Table 4. Pairwise SNP distribution between genotypes identified in RAD dataset.
ICCV 03107 | ICC 4918 | ICC 4930 | ICC 4958 | ICC 5270 | ICCV 05530 | ICC 5810 | ICC 5912 | ICC 6263 | ICC 8261 | |
Reference | 5068 | 6250 | 9206 | 8502 | 7418 | 7461 | 8347 | 4985 | 6372 | 5664 |
ICCV 03107 | 442 | 470 | 599 | 501 | 499 | 528 | 455 | 667 | 471 | |
ICC 4918 | 700 | 648 | 624 | 723 | 606 | 704 | 763 | 623 | ||
ICC 4930 | 1151 | 998 | 828 | 993 | 637 | 977 | 828 | |||
ICC 4958 | 829 | 1016 | 852 | 892 | 752 | 617 | ||||
ICC 5270 | 945 | 886 | 791 | 783 | 613 | |||||
ICCV 05530 | 972 | 778 | 924 | 774 | ||||||
ICC 5810 | 793 | 958 | 761 | |||||||
ICC 5912 | 910 | 743 | ||||||||
ICC 6263 | 581 |
The genotypes show high variation with the reference when compared to pairwise combination of genotypes, indicating missing SNPs (a characteristic of RADseq) that could be imputed.
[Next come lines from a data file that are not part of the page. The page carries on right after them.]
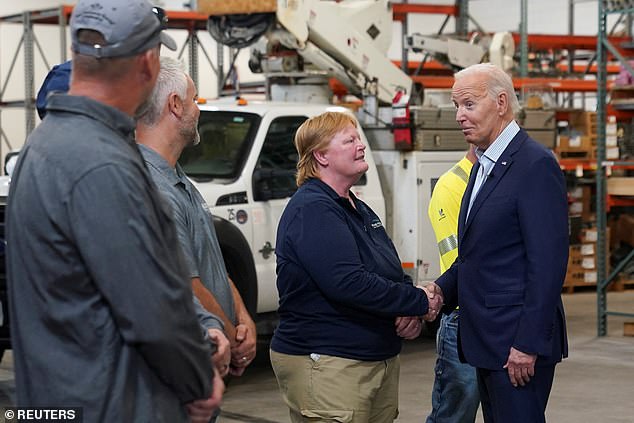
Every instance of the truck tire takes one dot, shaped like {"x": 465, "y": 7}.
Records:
{"x": 239, "y": 262}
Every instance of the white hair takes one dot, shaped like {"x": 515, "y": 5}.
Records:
{"x": 497, "y": 82}
{"x": 172, "y": 78}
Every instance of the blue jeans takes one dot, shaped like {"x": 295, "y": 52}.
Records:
{"x": 455, "y": 397}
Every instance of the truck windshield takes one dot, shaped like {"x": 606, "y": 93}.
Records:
{"x": 225, "y": 141}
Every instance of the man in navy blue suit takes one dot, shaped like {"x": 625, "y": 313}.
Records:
{"x": 512, "y": 253}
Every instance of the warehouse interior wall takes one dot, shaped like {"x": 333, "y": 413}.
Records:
{"x": 492, "y": 15}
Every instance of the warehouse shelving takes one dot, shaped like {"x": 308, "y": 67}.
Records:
{"x": 183, "y": 20}
{"x": 605, "y": 45}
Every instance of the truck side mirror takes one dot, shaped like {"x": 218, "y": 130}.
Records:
{"x": 271, "y": 184}
{"x": 261, "y": 189}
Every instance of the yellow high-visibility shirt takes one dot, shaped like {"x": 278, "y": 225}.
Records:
{"x": 444, "y": 209}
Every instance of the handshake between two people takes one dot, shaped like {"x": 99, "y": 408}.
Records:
{"x": 435, "y": 299}
{"x": 410, "y": 327}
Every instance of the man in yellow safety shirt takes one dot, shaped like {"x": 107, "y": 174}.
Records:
{"x": 455, "y": 395}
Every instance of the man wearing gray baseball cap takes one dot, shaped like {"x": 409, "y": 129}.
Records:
{"x": 102, "y": 311}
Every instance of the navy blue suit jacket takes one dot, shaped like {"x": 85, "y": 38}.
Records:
{"x": 512, "y": 259}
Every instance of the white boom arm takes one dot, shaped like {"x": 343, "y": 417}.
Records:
{"x": 348, "y": 38}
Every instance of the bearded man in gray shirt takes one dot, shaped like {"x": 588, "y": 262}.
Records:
{"x": 169, "y": 124}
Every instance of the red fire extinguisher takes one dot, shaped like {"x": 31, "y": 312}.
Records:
{"x": 401, "y": 121}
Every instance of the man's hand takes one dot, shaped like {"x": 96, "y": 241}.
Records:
{"x": 520, "y": 366}
{"x": 222, "y": 356}
{"x": 435, "y": 300}
{"x": 408, "y": 327}
{"x": 200, "y": 411}
{"x": 243, "y": 350}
Overall the numbers of SNPs between genotypes were found to be in the range of 442 to 1151.
Profiling of ISMU
Allele calling is the most memory intensive part of the pipeline. A computational profile of the pipeline with the three datasets was recorded in order to observe the peak memory consumption, disk-space allocated and the time taken for the analysis to complete. In each case it was tested with 18 processors on a Linux based desktop machine with 48 Gb RAM (Table 5). The RNAseq dataset is found to be analyzed quicker than RAD followed by WGRS dataset. The reference sequences of RNAseq dataset are comparatively much smaller than the reference sequences used with WGRS and RAD datasets. It is apparent that more the input data, more time taken and hence more disk space required. The peak memory required was found to be on a higher side with WGRS and RAD datasets in contrast to RNAseq dataset. This is because the lengths of reference sequences in the case of RNAseq dataset are much smaller than WGRS and RAD datasets. In addition, WGRS and RAD datasets are 17 and 3 times larger than RNAseq dataset respectively and hence the memory requirement scales up accordingly. Interestingly RAD dataset consumes memory resources similar to WGRS inspite of being smaller in size to WGRS dataset. This is due to the fact that more number of genotypes are included in RAD dataset in comparison to WGRS dataset. Therefore we conclude that the number of genotypes as input, the reference chromosome size and the amount of data affect the RAM required the pipeline. Hence if one has more data and/or have more genotypes to be analyzed, we advise to run the ISMU pipeline accordingly on resourceful machines. However, transcriptome data or smaller genomes or a less number of genotypes of larger genomes could be efficiently handled on a desktop.
Table 5. Run time profile of the ISMU pipeline with three datasets (WGRS, RAD and RNAseq).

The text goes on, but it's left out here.